Expectations of high CPI for April coupled with margin pressures seen in fourth quarter earnings is further accentuating the selling pressure in equities, which was evident in the number of stocks hitting yearly lows today as the Sensex broke 53K with all sectoral indices ending deeply in the red, he said.  

"With safe-haven flows pushing the dollar index to twenty-year highs, investors now seem to be pinning their hopes on a resolution to the conflict at the earliest," the expert added 

Meanwhile, Sectorally, all Nifty indices slipped in deep red with bank, metal and financial services sectors taking the maximum beatings in a negative market.  

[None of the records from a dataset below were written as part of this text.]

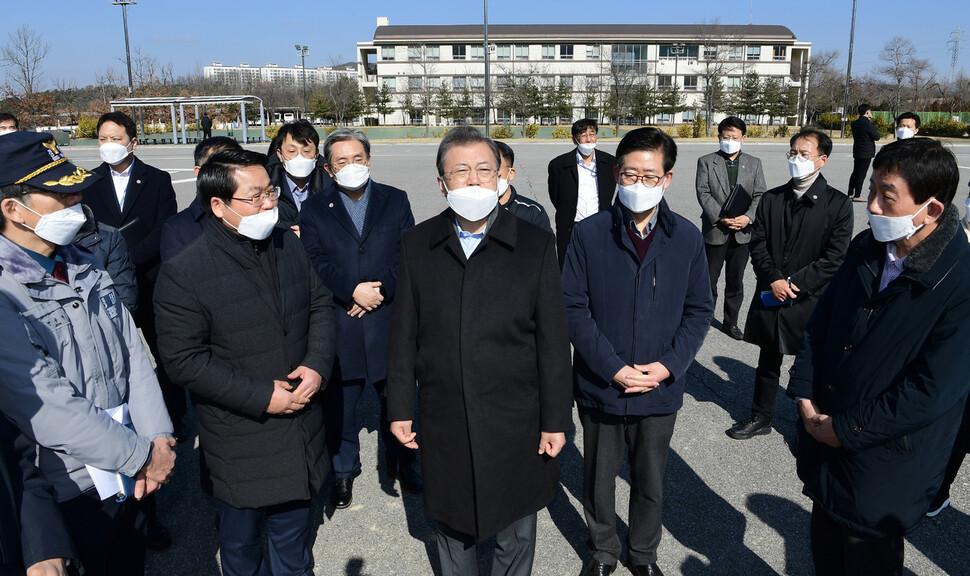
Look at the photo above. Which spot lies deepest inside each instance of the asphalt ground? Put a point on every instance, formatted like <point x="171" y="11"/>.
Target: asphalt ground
<point x="730" y="507"/>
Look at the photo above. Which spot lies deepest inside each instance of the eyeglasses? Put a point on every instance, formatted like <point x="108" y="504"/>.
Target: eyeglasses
<point x="631" y="178"/>
<point x="461" y="175"/>
<point x="271" y="194"/>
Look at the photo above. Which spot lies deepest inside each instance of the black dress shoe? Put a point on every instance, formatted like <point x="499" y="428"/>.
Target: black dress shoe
<point x="410" y="480"/>
<point x="749" y="427"/>
<point x="158" y="537"/>
<point x="732" y="331"/>
<point x="343" y="492"/>
<point x="598" y="569"/>
<point x="651" y="570"/>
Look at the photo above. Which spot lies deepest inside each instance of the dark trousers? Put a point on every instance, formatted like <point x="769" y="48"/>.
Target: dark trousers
<point x="109" y="536"/>
<point x="343" y="432"/>
<point x="766" y="382"/>
<point x="733" y="257"/>
<point x="841" y="551"/>
<point x="604" y="438"/>
<point x="857" y="181"/>
<point x="515" y="550"/>
<point x="241" y="547"/>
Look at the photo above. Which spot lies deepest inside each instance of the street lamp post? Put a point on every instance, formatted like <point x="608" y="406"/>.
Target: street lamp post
<point x="303" y="52"/>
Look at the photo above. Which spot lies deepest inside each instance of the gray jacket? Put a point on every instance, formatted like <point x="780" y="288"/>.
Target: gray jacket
<point x="713" y="189"/>
<point x="69" y="352"/>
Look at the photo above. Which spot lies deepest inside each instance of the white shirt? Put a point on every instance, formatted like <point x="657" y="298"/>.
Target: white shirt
<point x="588" y="202"/>
<point x="120" y="180"/>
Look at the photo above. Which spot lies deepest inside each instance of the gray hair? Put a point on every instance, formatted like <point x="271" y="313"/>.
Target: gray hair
<point x="343" y="135"/>
<point x="463" y="136"/>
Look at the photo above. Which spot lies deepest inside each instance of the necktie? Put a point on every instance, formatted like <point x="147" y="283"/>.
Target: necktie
<point x="60" y="272"/>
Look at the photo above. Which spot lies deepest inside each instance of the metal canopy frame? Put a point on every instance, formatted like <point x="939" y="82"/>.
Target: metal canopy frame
<point x="196" y="101"/>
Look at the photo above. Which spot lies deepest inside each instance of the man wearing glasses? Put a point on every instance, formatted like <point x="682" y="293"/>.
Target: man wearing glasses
<point x="479" y="332"/>
<point x="799" y="239"/>
<point x="634" y="337"/>
<point x="245" y="324"/>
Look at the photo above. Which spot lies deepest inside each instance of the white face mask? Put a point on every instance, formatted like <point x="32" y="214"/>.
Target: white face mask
<point x="299" y="166"/>
<point x="472" y="203"/>
<point x="352" y="176"/>
<point x="892" y="228"/>
<point x="800" y="168"/>
<point x="113" y="153"/>
<point x="730" y="147"/>
<point x="640" y="198"/>
<point x="58" y="227"/>
<point x="257" y="226"/>
<point x="503" y="186"/>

Among stocks, Adani Ports, IndusInd Bank, Tata Steel, Hndalco, Tata Motors, Bajaj twins, HDFC duo, Titan, Axis Bank and State Bank were top laggards.  

Vineet Bagri, Managing Partner- TrustPlutus Wealth said overnight western markets gave up their early gains due to persistent selling in tech, leading to a broader sell-off.  

"The inflation print was higher than expected, fueling the call for more aggressive rate hikes and weak global growth in CY23. And with the dollar index strengthening to 104, FIIs continue selling the EM space," he said.   

Although expected global GDP growth rates for CY 22/23 are being lowered, India is perhaps the only major economy expected to grow at an average 7% over the next two years, said Bagri. "Thus, we believe that once the selling pressure abates and commodity prices/inflation start cooling off, Indian market should see a strong bounce back," added the expert.